Vocês foram dos poucos grupos a encher estádios…

RR – Hoje parece-me difícil um grupo encher um estádio.

TCM_– Não fomos dos poucos, fomos o único mesmo. Para dizer a verdade…

Em Alvalade e nas Antas...

JR – Na altura fazia sentido, hoje em dia não era possível.

RR – Hoje o que leva a esses espectáculos de massas são fenómenos tipo Violetta.

TCM_– Fomos como a Violetta…

Quando é preciso tomar uma decisão, alguém tem a última palavra nas gravações? Ou a democracia funciona entre vocês?

JR – É um consenso.

RR – Para o bem e para o mal. Quando há desconforto não dizemos pelas costas.

TCM_– O princípio é sentirmo-nos bem.

São amigos ou colegas?

TCM_– Somos amigos.

São um grupo fora do grupo?

TCM_– Isso se calhar não.

RR – Viajamos juntos.

JR – Só vamos à missa juntos.

Tem ideia de como é que as pessoas os vêem? Da percepção que têm de vocês?

RR – Há muitos comentários. Sinto manifestações de simpatia muito espontâneas e outras desagradáveis. Há pessoas com parti pris porque nunca me calei muito, gosto de dizer o que me apetece.

As manifestações desagradáveis usualmente têm uma justificação?

R Têm. As coisas mais estúpidas. Clubísticas, um grupo que nos está a insultar só porque não sou da equipa deles.

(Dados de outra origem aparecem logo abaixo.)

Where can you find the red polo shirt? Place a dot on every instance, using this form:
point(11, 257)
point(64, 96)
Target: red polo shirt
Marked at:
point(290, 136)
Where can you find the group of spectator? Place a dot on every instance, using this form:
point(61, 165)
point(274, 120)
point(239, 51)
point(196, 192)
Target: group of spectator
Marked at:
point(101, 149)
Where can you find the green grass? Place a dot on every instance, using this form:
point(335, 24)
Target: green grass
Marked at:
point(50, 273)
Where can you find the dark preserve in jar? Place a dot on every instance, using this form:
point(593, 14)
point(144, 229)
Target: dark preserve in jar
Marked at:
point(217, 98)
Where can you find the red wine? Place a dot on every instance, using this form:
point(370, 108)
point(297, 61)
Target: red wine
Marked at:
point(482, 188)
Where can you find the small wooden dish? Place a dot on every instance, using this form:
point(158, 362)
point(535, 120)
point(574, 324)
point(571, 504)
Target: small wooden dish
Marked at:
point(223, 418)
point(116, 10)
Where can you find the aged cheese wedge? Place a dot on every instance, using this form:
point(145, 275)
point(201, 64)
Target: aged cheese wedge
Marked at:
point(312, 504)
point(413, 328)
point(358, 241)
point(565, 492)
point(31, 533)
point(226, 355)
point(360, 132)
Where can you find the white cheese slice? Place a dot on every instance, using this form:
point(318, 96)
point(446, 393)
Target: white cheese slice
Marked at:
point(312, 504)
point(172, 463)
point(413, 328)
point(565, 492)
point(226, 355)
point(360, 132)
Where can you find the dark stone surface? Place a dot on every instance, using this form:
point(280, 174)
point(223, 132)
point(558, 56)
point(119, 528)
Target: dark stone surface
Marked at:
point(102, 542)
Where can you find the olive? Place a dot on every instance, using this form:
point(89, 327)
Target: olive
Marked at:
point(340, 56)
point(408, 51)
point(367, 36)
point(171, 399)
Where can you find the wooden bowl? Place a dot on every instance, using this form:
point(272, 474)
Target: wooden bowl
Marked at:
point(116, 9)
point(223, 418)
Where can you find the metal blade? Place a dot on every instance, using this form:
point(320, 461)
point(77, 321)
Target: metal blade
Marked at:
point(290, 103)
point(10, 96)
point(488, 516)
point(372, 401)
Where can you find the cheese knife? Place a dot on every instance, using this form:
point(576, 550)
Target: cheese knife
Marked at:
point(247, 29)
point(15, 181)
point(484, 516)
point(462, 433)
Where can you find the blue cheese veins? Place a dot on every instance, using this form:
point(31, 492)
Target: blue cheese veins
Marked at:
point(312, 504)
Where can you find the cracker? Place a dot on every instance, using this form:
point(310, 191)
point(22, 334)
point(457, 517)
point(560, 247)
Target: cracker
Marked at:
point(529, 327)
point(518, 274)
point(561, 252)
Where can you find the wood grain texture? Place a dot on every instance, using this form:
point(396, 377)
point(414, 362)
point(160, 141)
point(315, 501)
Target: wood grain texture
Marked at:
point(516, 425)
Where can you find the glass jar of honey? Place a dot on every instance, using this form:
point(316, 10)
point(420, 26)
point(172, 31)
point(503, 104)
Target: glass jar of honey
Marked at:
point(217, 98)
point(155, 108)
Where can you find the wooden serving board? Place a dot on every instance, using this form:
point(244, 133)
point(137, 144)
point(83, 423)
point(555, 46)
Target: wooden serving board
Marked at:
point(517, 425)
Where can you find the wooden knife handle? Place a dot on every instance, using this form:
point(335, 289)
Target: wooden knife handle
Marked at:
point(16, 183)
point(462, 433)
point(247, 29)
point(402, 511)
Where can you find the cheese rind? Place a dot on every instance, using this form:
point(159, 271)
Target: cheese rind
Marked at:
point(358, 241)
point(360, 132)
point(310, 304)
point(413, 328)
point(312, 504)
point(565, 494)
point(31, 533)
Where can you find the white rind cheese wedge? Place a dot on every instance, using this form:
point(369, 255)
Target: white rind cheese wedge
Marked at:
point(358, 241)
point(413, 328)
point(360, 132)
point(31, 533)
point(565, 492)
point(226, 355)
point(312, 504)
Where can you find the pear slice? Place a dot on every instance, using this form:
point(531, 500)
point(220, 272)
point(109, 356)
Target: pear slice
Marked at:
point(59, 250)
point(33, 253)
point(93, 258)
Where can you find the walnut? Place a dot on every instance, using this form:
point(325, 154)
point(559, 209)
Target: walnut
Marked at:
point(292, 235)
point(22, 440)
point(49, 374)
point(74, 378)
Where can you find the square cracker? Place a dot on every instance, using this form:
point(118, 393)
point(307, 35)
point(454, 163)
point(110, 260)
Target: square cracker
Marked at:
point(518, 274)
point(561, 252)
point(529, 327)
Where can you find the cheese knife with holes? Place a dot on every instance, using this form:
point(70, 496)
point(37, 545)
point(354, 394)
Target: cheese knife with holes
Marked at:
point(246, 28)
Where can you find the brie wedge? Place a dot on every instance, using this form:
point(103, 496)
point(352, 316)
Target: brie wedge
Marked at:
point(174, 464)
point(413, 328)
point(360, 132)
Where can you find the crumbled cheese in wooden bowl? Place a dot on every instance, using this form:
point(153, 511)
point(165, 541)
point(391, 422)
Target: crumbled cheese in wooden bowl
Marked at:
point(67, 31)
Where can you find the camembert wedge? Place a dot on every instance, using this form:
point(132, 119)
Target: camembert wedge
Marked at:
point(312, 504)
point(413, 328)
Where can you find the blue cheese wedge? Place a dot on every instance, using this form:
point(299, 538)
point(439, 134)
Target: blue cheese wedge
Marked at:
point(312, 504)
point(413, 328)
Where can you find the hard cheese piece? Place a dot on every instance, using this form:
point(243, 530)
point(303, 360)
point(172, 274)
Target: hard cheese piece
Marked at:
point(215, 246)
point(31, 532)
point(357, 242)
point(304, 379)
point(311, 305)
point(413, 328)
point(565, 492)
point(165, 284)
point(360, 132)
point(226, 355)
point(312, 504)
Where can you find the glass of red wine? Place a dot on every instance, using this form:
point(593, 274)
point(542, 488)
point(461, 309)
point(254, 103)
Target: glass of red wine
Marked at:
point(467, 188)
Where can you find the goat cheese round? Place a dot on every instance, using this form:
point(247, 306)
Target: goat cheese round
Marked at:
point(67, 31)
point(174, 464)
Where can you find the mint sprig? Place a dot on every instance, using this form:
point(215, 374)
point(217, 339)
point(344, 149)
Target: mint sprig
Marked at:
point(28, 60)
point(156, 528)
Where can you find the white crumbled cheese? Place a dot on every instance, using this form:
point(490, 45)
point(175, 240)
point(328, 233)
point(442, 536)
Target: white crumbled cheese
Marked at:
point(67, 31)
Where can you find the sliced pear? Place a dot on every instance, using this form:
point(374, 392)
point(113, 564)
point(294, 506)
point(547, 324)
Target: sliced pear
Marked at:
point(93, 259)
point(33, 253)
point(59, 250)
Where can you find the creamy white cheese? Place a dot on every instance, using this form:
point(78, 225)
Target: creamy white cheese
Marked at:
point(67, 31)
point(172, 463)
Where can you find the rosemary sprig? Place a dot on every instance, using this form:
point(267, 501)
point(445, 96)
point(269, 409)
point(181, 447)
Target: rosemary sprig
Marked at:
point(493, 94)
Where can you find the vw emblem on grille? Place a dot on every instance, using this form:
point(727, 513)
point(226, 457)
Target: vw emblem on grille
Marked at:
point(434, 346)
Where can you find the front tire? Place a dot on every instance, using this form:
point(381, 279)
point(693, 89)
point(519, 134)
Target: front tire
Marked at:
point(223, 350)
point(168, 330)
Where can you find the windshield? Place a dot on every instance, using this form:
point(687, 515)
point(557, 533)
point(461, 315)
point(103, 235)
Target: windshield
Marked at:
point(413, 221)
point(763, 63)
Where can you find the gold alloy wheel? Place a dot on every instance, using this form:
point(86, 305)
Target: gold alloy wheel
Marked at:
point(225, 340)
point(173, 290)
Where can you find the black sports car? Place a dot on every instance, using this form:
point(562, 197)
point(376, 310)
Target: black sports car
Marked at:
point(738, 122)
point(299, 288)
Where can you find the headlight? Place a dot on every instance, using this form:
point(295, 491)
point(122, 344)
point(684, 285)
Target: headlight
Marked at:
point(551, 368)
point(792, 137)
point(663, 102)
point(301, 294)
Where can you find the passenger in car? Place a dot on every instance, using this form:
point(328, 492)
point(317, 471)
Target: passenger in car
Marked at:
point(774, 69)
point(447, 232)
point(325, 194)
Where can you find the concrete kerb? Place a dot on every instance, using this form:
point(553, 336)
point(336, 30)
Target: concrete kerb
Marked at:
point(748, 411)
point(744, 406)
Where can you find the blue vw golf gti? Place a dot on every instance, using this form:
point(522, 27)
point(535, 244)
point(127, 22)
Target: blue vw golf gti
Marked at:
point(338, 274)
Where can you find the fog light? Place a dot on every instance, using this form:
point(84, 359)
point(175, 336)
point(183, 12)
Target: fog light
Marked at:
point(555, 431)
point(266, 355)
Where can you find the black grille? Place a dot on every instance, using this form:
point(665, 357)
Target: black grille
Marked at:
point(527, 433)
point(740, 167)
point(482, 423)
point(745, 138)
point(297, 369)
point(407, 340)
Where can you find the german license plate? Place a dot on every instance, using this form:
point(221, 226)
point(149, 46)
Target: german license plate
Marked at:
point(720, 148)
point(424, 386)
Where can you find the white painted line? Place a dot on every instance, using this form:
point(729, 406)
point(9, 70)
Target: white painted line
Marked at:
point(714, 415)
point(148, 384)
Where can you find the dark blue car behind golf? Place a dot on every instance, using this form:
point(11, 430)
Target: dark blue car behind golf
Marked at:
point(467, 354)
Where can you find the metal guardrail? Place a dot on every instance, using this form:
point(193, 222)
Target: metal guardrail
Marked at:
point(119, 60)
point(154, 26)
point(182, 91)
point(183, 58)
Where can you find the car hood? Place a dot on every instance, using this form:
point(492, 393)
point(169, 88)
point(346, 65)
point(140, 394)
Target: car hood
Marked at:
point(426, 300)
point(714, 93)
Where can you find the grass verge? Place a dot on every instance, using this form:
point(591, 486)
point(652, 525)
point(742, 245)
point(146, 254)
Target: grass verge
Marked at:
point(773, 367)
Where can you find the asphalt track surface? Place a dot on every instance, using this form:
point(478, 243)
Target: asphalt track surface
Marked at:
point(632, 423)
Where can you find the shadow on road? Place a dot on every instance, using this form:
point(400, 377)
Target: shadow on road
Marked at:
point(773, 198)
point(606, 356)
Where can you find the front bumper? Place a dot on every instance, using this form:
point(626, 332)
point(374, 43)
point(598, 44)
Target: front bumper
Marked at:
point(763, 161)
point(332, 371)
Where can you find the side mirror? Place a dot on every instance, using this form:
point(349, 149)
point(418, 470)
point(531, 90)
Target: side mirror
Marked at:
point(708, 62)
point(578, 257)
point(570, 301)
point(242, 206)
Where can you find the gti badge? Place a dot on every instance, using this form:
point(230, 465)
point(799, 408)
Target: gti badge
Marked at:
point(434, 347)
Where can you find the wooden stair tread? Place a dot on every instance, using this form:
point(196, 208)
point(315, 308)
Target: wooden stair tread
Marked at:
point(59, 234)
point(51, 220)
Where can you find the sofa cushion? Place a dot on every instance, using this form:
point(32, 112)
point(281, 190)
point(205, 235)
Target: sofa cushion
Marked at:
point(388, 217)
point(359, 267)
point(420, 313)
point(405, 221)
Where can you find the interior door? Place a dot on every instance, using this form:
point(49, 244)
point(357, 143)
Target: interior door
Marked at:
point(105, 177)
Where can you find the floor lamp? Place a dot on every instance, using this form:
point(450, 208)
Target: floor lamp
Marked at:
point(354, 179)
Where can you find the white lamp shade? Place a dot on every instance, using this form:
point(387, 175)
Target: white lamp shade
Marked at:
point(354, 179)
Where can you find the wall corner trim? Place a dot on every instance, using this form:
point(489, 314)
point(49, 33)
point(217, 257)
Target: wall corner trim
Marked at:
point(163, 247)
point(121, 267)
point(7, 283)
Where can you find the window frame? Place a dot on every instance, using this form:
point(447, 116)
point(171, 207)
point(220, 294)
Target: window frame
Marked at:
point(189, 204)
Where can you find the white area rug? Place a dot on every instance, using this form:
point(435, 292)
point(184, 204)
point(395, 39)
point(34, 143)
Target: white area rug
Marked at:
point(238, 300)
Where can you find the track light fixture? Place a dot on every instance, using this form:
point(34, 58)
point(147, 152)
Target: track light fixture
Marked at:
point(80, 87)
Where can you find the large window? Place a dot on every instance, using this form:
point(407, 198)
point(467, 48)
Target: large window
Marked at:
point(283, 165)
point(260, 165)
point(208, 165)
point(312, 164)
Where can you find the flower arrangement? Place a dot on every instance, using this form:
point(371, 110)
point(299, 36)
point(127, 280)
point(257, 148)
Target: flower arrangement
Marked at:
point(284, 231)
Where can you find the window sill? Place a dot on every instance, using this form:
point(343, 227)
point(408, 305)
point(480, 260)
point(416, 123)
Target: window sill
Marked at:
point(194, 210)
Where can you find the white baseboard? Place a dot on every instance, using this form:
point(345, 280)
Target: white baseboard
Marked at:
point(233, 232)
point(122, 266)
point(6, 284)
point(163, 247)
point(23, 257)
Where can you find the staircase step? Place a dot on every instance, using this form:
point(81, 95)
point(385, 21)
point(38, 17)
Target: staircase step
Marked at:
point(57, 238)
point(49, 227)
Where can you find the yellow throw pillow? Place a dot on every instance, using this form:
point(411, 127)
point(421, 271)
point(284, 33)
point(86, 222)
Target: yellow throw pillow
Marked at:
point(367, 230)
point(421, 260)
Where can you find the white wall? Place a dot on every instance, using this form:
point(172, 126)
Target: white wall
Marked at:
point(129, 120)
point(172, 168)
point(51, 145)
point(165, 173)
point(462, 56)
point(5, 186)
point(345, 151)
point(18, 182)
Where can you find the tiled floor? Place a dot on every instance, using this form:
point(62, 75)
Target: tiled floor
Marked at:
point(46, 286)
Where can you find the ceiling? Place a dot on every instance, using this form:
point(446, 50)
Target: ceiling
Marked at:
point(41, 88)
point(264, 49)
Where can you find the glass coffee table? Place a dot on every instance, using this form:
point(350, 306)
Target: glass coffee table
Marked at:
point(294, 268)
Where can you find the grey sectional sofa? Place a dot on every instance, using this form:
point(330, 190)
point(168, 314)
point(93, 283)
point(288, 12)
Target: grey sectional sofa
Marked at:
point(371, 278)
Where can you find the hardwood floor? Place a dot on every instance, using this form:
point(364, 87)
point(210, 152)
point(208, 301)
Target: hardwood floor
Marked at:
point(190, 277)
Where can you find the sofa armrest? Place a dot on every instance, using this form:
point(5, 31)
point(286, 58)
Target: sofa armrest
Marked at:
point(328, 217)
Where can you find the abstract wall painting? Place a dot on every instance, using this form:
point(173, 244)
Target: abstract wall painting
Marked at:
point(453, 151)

Não deixo de gostar de ninguém por causa de razões clubísticas. E bairristas. O bairrismo tem um toque que acho fantástico, mas tem coisas estúpidas. A xenofobia é um bairrismo levado ao extremo. Há pessoas a quem a liberdade perturba. Somos homens livres na forma de vivermos e actuarmos e algumas pessoas são invejosas e querem impor a sua maneira de pensar.

JR – Comigo não. Pouco saio de casa.

Se pudessem escolher os vossos locais preferidos para tocar, locais ou festivais, quais seriam?

RR – Há boas surpresas no interior do país.

TCM_– Gosto de tocar no Interior. As pessoas dão mais valor do que propriamente no Porto ou em Lisboa. Têm menos acesso. Quando agora tocámos em Vinhais foi um concerto fantástico.